Autocrew complies with the General Data Protection Regulation (GDPR) for all processing of personal data of individuals in the European Economic Area (EEA) and United Kingdom.

Legal Basis for Processing

We process personal data under the following legal bases:

  • Contract performance: Processing necessary to deliver the Autocrew platform and services you have subscribed to
  • Legitimate interest: Processing for service improvement, security monitoring, and fraud prevention, balanced against data subject rights
  • Consent: Marketing communications and optional analytics, where consent can be withdrawn at any time
  • Legal obligation: Processing required to comply with applicable laws, such as tax reporting and regulatory requests

Data Subject Rights

Autocrew supports the exercise of all GDPR data subject rights. We provide mechanisms for individuals to:

  • Access their personal data and obtain a copy
  • Rectify inaccurate or incomplete personal data
  • Request erasure of personal data ("right to be forgotten")
  • Restrict processing in certain circumstances
  • Receive personal data in a portable, machine-readable format
  • Object to processing based on legitimate interest or direct marketing
  • Not be subject to solely automated decisions with legal or significant effects

Data subject requests can be submitted to support@autocrew-ai.com and are processed within 30 days.

Data Protection by Design

  • Privacy impact assessments conducted for new features and processing activities
  • Data minimization principles applied across all data collection points
  • Pseudonymization capabilities for sensitive data processing
  • Default privacy settings that prioritize data protection

International Transfers

When personal data is transferred outside the EEA, we rely on Standard Contractual Clauses (SCCs) approved by the European Commission, supplemented by additional technical and organizational measures where appropriate. We monitor adequacy decisions and update our transfer mechanisms accordingly.

CCPA/CPRA Compliance

Autocrew complies with the California Consumer Privacy Act (CCPA) as amended by the California Privacy Rights Act (CPRA) for California residents.

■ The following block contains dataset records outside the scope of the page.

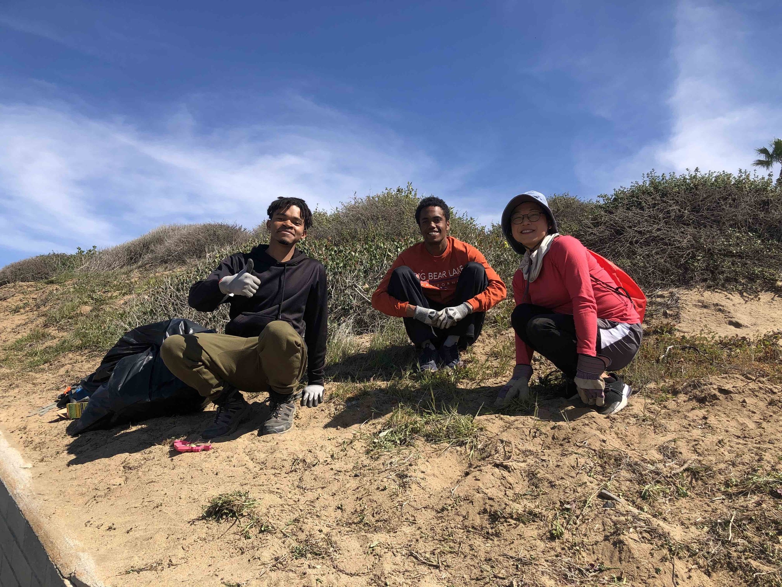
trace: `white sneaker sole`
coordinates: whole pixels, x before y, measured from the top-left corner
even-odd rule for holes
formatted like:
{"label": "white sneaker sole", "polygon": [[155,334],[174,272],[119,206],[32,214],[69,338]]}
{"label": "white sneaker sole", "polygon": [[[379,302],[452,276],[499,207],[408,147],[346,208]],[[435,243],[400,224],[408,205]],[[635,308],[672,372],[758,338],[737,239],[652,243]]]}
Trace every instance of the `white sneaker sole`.
{"label": "white sneaker sole", "polygon": [[622,390],[622,399],[619,402],[615,402],[611,404],[608,408],[601,412],[601,414],[604,416],[612,416],[617,412],[621,411],[627,405],[627,401],[630,399],[630,395],[633,394],[633,388],[630,387],[627,384],[625,384],[625,387]]}

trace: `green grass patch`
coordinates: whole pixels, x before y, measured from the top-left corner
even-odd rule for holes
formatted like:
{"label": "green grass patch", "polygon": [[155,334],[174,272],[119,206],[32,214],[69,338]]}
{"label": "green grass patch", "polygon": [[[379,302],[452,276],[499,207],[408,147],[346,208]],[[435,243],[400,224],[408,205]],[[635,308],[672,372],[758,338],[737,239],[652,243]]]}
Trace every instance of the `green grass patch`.
{"label": "green grass patch", "polygon": [[[252,538],[251,530],[257,533],[273,531],[274,528],[262,519],[256,511],[258,500],[250,497],[249,492],[235,491],[213,497],[201,513],[201,520],[220,524],[233,520],[239,524],[239,533],[246,538]],[[243,523],[242,523],[243,522]]]}
{"label": "green grass patch", "polygon": [[480,430],[475,416],[459,413],[455,407],[436,411],[402,405],[391,412],[382,430],[370,436],[368,452],[413,446],[419,439],[470,446],[477,441]]}

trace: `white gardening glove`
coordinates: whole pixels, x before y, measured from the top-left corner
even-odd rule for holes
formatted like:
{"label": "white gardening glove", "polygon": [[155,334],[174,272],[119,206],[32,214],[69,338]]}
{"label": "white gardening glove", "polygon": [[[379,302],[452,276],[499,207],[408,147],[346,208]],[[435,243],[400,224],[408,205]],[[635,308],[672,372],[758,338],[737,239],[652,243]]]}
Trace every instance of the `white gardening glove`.
{"label": "white gardening glove", "polygon": [[234,275],[228,275],[220,280],[220,290],[229,295],[252,297],[258,291],[260,279],[253,275],[253,260],[247,261],[247,267]]}
{"label": "white gardening glove", "polygon": [[600,357],[579,355],[573,383],[581,401],[587,405],[605,405],[605,381],[602,377],[605,367],[605,362]]}
{"label": "white gardening glove", "polygon": [[413,318],[429,326],[434,325],[435,321],[437,319],[439,315],[439,312],[436,310],[432,310],[429,308],[424,308],[423,306],[416,306],[415,312],[413,312]]}
{"label": "white gardening glove", "polygon": [[494,407],[504,408],[514,399],[526,399],[529,397],[529,378],[533,376],[533,368],[529,365],[517,365],[513,368],[513,376],[505,384],[497,394]]}
{"label": "white gardening glove", "polygon": [[435,326],[437,328],[447,330],[447,329],[453,326],[459,320],[462,320],[467,317],[467,315],[472,312],[472,306],[468,304],[466,301],[464,304],[460,304],[457,306],[452,306],[450,308],[443,308],[438,313],[437,321],[435,322]]}
{"label": "white gardening glove", "polygon": [[324,391],[322,385],[307,385],[301,394],[301,405],[314,408],[323,401]]}

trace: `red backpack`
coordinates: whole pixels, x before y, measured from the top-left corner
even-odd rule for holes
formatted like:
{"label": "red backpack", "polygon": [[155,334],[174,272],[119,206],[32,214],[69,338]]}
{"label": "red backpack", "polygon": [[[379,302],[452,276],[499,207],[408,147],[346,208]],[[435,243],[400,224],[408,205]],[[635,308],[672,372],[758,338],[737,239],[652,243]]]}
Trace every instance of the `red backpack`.
{"label": "red backpack", "polygon": [[[615,265],[604,257],[601,257],[594,250],[586,249],[597,261],[597,265],[605,269],[605,272],[611,275],[611,279],[616,283],[616,291],[620,295],[623,295],[633,302],[640,321],[644,322],[644,315],[646,313],[646,296],[638,286],[638,284],[633,281],[633,278],[625,273],[622,269]],[[608,285],[608,284],[606,284]]]}

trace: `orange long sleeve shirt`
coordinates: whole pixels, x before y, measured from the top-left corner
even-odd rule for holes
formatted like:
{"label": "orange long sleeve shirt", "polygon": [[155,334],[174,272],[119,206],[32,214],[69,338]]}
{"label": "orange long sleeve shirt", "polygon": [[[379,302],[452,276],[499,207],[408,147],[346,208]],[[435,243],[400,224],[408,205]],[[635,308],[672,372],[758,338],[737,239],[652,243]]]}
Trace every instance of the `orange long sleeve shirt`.
{"label": "orange long sleeve shirt", "polygon": [[475,247],[453,236],[447,237],[445,252],[435,256],[426,250],[423,243],[418,243],[403,250],[388,270],[378,289],[372,294],[372,308],[389,316],[404,318],[409,305],[389,295],[391,274],[397,267],[407,266],[421,281],[424,295],[433,301],[447,304],[454,297],[456,282],[461,270],[470,261],[480,263],[486,268],[489,286],[477,296],[467,301],[473,312],[486,312],[505,299],[505,284],[486,257]]}

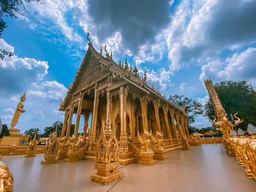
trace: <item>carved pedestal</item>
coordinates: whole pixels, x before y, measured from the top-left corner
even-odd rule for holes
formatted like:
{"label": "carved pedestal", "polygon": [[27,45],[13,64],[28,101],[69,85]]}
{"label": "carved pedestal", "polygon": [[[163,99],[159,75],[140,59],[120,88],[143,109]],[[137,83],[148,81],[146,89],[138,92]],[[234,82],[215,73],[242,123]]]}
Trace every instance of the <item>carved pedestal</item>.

Categories of Personal Information

We may collect the following categories of personal information:

  • Identifiers (name, email address, account credentials)
  • Commercial information (subscription plans, billing history)
  • Internet activity (usage logs, feature interactions, IP addresses)
  • Professional information (company name, job title)
  • Inferences drawn from the above to improve our services

Consumer Rights

California residents have the right to:

  • Know what personal information is collected, used, and disclosed
  • Delete personal information held by us and our service providers
  • Correct inaccurate personal information
  • Opt out of the sale or sharing of personal information
  • Limit the use of sensitive personal information
  • Non-discrimination for exercising their privacy rights

"Do Not Sell or Share" Commitment

Autocrew does not sell personal information to third parties. We do not share personal information for cross-context behavioral advertising. Our data processing is limited to providing and improving our services.

Service Provider Obligations

When acting as a service provider on behalf of our customers, we process personal information only as directed by the customer and in accordance with our contractual obligations. We do not retain, use, or disclose personal information for purposes other than performing the services specified in the agreement.

SOC 2 Framework

Autocrew's security controls are aligned with the SOC 2 Trust Service Criteria established by the American Institute of Certified Public Accountants (AICPA).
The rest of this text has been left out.